# Where is my order in the queue?



## yonnie (14 October 2007)

hi folks,

how can I see where my order is in the queu?

for instance: NWT 49 buyers wanting to buy 150 million shares.
 if I placed a buy order a week ago, where can I see how high up the queu that order is at the moment?

thanks for your help.


----------



## nioka (15 October 2007)

yonnie said:


> hi folks,
> 
> how can I see where my order is in the queu?
> 
> ...




I don't know how you trade but you should be able to "review' your orders and by clicking on the order number find your place in the queue.


----------



## BIG BWACULL (15 October 2007)

yonnie said:


> hi folks,
> 
> how can I see where my order is in the queu?
> 
> ...



God Knows you placed the order, If your a nigel no funds  like me then you can't tell all i see is a screen of numbers in their millions and all you can do is take note of ,what, where, when, why. Otherwise you can pay extra a month and have all the bells and whistles and opt for E-TURD Pro and Power E-TURD (Yes my broker is E-TURD but still loyal)


----------



## exgeo (16 October 2007)

I use sanford securities (NAB online trading is also provided by sanford). They charge 10 bucks a month and you can get live pricing and see the full order queue, including where your order is placed in that queue. The 10 bucks a month is rebated if you place more than a certain number of orders a month.


----------



## YELNATS (16 October 2007)

exgeo said:


> I use sanford securities (NAB online trading is also provided by sanford). They charge 10 bucks a month and you can get live pricing and see the full order queue, including where your order is placed in that queue. The 10 bucks a month is rebated if you place more than a certain number of orders a month.

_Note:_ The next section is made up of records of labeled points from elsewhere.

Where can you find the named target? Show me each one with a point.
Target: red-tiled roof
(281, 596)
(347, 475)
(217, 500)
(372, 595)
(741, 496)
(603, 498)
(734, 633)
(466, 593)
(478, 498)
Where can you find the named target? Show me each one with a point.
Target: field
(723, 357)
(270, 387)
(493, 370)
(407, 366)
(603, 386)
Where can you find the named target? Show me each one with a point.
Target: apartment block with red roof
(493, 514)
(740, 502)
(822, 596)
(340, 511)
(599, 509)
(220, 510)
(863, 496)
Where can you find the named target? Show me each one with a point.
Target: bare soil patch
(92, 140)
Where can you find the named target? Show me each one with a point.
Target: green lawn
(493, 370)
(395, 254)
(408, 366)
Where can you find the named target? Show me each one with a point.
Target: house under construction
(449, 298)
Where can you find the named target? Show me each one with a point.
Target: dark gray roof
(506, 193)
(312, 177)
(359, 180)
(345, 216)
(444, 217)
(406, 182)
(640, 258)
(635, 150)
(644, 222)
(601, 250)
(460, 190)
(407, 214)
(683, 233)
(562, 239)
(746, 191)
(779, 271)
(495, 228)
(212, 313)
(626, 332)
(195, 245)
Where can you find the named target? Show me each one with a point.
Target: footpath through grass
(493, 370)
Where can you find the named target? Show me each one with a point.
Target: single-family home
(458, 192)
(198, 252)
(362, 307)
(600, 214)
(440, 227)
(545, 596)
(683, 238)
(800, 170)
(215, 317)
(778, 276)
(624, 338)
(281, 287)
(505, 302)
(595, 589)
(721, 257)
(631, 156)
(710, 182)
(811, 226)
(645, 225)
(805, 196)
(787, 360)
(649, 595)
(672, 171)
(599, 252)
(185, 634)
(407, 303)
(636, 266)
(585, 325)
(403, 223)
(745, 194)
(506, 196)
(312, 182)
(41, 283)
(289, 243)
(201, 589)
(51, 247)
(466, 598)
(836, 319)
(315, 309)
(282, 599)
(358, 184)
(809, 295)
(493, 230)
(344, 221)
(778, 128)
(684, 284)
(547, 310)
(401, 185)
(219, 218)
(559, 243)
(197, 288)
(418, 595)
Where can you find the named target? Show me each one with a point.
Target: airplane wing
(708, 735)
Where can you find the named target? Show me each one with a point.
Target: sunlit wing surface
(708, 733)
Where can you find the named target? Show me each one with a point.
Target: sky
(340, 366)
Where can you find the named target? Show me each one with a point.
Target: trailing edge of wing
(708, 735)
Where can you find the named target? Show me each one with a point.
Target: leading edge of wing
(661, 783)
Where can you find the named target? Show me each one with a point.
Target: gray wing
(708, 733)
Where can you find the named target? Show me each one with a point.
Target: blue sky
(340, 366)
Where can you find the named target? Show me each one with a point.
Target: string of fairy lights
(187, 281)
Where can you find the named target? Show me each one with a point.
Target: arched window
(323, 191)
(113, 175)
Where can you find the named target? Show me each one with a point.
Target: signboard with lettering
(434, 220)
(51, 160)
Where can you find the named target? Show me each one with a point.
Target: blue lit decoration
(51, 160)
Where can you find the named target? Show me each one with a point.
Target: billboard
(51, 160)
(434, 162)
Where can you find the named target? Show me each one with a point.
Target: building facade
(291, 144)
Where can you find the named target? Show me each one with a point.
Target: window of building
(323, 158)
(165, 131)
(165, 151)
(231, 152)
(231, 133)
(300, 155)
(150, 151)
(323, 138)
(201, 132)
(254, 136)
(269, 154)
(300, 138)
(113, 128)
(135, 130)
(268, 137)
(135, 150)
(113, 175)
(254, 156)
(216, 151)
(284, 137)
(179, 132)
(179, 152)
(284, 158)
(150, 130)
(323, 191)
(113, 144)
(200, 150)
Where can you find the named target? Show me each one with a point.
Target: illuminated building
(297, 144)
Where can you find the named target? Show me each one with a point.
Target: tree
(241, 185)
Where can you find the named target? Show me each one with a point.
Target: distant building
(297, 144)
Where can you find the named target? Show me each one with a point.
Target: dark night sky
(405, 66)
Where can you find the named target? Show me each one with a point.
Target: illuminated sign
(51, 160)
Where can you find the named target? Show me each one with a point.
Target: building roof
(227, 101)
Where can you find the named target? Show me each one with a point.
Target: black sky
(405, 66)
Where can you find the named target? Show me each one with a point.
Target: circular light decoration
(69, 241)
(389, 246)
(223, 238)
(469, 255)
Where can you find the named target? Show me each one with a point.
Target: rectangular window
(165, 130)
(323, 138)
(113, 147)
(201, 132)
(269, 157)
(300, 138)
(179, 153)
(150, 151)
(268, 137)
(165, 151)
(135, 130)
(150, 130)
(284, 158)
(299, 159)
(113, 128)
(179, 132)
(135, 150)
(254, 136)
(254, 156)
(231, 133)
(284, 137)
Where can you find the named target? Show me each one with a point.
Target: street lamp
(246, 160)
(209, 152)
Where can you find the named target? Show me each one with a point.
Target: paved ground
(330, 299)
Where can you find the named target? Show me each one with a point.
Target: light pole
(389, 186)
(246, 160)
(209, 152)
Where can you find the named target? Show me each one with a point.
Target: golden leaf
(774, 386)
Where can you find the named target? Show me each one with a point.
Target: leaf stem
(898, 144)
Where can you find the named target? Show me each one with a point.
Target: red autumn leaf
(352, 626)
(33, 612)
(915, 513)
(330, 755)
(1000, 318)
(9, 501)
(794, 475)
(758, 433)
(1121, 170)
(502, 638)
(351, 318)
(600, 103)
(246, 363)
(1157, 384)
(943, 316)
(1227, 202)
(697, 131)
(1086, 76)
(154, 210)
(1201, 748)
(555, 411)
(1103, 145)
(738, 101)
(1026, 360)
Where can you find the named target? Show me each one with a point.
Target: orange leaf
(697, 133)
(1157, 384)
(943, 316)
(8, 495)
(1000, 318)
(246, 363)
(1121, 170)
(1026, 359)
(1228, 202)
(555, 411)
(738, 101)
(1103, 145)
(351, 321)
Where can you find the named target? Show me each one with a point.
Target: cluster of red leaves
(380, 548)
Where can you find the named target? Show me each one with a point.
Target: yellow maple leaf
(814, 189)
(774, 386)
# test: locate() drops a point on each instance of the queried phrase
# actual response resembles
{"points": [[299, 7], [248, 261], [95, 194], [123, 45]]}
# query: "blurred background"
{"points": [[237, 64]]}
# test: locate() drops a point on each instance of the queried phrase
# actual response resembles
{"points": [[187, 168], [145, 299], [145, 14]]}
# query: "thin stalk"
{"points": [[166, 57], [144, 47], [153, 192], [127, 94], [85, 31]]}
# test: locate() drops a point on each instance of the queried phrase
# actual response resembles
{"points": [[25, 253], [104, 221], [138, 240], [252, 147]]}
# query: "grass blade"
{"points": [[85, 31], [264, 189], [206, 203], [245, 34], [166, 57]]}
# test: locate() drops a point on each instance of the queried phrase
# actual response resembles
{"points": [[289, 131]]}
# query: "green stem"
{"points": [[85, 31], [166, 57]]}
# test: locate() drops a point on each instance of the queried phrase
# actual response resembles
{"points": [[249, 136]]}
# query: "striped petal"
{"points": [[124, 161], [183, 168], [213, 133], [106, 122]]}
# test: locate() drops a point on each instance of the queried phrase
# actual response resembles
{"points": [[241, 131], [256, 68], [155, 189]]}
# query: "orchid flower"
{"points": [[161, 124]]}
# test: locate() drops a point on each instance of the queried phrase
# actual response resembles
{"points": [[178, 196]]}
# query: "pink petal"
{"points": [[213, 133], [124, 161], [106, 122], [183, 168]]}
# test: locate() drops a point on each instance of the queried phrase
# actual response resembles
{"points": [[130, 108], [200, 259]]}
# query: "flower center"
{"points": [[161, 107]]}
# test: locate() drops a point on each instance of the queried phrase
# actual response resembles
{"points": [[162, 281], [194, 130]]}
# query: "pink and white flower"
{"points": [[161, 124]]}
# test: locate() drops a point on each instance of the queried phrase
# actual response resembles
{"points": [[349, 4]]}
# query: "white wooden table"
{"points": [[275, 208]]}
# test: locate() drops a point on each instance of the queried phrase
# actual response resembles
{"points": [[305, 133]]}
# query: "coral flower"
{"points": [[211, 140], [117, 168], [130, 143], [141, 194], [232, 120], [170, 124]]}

I use netwealth online trading. You can see all details of both the buy and sell queues and your order(s) is/are indicated in the applicable queue(s). This is a standard feature with netwealth, together with live quotations, provided at no charge.


----------



## yonnie (23 October 2007)

thank you all for your replies.

interesting feature at netwealth yelnats. do you need to have an order in to see the buy/sell queue?


----------



## yonnie (24 November 2007)

exgeo said:


> I use sanford securities (NAB online trading is also provided by sanford). They charge 10 bucks a month and you can get live pricing and see the full order queue, including where your order is placed in that queue. The 10 bucks a month is rebated if you place more than a certain number of orders a month.




exgeo,

you can see the full order queue you say. can you also the full order queue if you dont have an order in that queue?

thanks


----------



## exgeo (24 November 2007)

> you can see the full order queue you say. can you also the full order queue if you dont have an order in that queue?




yes


----------



## ithatheekret (24 November 2007)

Do they still call them an off market bid , held in brokerage queues ?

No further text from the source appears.